Homenagem ao investigador e amigo Fernando Galván Freire (Universidade de León)

Preâmbulo A cor na iluminura medieval portuguesa: uma abordagem interdisciplinar, foi o nome dado ao projecto que começou pelo estudo de dois manuscritos datados, do fundo do Mosteiro de São Mamede do Lorvão, os designados, Livro das Aves e o Apocalipse do Lorvão: apesar da diversidade do fundo a identificação destes dois manuscritos com cólofons1, em que surge referência à datação e ao local de produção, torna-os especialmente importantes.
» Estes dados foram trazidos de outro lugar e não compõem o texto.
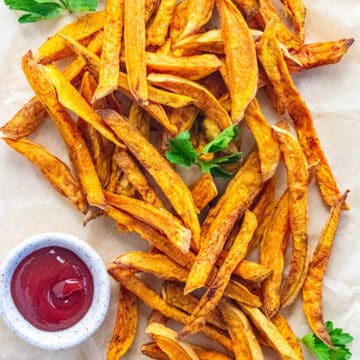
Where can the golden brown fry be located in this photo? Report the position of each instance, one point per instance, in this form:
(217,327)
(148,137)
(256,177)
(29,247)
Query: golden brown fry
(272,251)
(271,334)
(203,191)
(134,36)
(239,194)
(216,290)
(78,152)
(110,54)
(58,174)
(268,147)
(245,344)
(160,219)
(190,67)
(157,31)
(297,174)
(125,325)
(241,61)
(312,289)
(168,342)
(204,99)
(168,180)
(285,330)
(54,48)
(152,299)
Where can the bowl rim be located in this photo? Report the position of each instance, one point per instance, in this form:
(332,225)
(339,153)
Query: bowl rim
(87,325)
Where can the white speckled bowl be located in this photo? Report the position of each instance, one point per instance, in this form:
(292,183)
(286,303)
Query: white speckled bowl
(83,329)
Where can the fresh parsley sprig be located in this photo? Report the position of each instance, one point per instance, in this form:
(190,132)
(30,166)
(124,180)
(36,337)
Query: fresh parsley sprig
(37,10)
(182,153)
(322,351)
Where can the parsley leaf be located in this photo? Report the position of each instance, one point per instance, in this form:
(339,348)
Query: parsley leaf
(322,351)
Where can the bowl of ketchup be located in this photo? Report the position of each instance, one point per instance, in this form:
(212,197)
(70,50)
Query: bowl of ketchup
(54,291)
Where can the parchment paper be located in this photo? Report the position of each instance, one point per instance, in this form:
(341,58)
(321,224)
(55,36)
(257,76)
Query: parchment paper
(28,205)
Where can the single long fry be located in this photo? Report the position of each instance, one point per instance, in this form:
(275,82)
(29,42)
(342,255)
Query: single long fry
(203,191)
(204,99)
(241,61)
(216,290)
(272,251)
(312,289)
(58,174)
(125,325)
(78,152)
(152,299)
(168,342)
(269,152)
(169,181)
(54,48)
(298,175)
(157,31)
(239,194)
(110,54)
(134,36)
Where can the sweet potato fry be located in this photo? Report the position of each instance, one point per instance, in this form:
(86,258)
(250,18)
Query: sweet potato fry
(56,172)
(78,152)
(157,31)
(203,191)
(272,252)
(269,152)
(125,325)
(297,174)
(168,342)
(271,334)
(312,289)
(160,219)
(238,196)
(241,61)
(110,54)
(216,290)
(134,36)
(204,99)
(169,181)
(190,67)
(55,47)
(152,299)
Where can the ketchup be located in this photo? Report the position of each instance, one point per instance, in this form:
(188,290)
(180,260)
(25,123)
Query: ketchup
(52,288)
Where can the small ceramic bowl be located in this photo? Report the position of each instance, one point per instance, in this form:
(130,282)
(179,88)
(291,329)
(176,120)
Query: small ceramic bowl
(83,329)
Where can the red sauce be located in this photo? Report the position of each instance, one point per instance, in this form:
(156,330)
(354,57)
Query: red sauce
(52,288)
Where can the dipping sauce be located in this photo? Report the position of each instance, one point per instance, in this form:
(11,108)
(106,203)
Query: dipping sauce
(52,288)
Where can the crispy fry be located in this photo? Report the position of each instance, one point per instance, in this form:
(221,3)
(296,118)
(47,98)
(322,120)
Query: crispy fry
(125,325)
(134,36)
(245,344)
(204,99)
(168,342)
(110,54)
(268,147)
(238,196)
(58,174)
(203,191)
(78,152)
(241,61)
(157,31)
(272,251)
(297,174)
(169,181)
(160,219)
(312,289)
(152,299)
(271,334)
(55,47)
(216,290)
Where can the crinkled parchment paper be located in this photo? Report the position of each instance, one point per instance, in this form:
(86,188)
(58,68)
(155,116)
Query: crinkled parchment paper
(28,205)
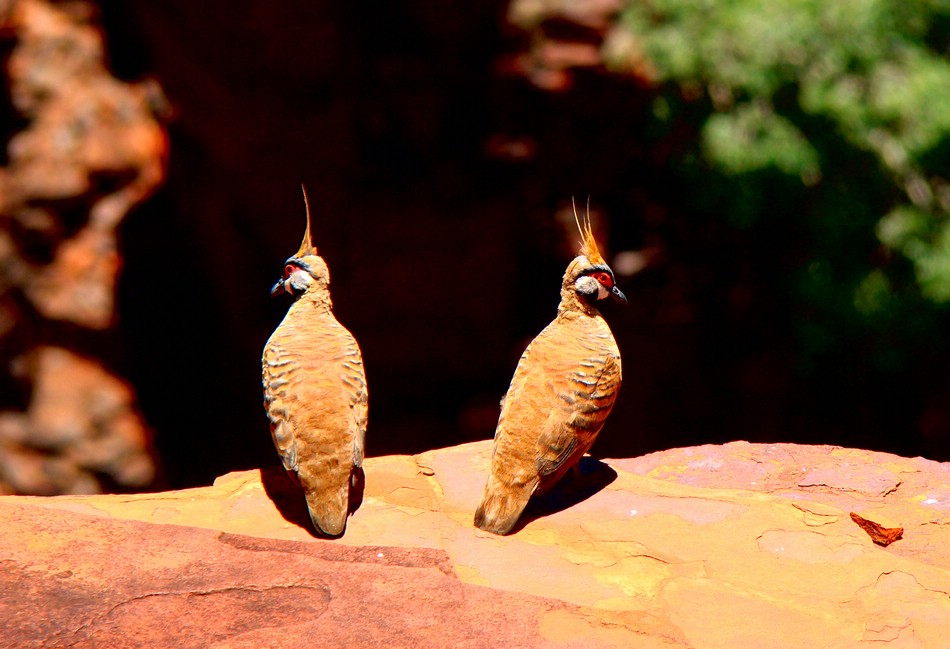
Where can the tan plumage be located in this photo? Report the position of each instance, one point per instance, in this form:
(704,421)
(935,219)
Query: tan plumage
(562,391)
(315,391)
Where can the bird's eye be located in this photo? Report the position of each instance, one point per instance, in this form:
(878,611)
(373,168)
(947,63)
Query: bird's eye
(604,278)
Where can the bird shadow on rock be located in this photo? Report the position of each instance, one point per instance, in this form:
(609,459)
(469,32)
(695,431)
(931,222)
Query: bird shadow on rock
(288,497)
(591,476)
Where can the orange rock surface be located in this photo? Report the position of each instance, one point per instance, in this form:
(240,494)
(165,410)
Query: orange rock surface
(740,545)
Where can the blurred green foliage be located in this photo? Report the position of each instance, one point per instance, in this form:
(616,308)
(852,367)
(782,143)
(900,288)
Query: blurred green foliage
(834,116)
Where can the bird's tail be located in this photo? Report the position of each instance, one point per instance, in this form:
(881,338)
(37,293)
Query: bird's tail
(327,492)
(501,506)
(328,510)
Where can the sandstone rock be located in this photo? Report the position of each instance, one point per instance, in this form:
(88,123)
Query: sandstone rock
(740,545)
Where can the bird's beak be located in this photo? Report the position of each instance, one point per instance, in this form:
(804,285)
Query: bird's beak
(618,295)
Foi em torno deles que se juntaram duas equipas de investigação, a de História de Arte2 e a de Conservação e Restauro3. Para os historiadores de arte, apesar destes manuscritos terem sido objecto de vários estudos, permaneciam dúvidas quanto à sua genealogia, à existência de um scriptorium com capacidade para os produzir, à constituição e qualidade da paleta de cores e às opções estéticas dos iluminadores. À partida estávamos conscientes da originalidade que estes manuscritos apresentavam no contexto da iluminura do românico. Contudo, era necessário um estudo rigoroso que só uma caracterização material podia dar resposta; um estudo dos materiais pictóricos e técnicas que permitisse obter o máximo de informação, no estado actual dos conhecimentos, nomeadamente quanto à composição das tintas4 e construção da cor5. Assim nasceu o grupo interdisciplinar que partindo destes dois manuscritos estendeu a sua pesquisa aos restantes do fundo do Lorvão, conservados na DGARQ / Torre do Tombo, pertencentes ou atribuídos ao século XII – 1º quartel do século XIII. Com base no período cronológico estabelecido foram seleccionados nove manuscritos6, representativos de uma grande riqueza artística e de uma diversificada paleta de cores, a partir dos quais foram elaborados estudos codicológicos bem como uma análise dos dados estilísticos e iconográficos. Esta análise será ulteriormente aprofundada no âmbito do projecto “A cor da iluminura medieval portuguesa no contexto Europeu: partilha e singularidade”.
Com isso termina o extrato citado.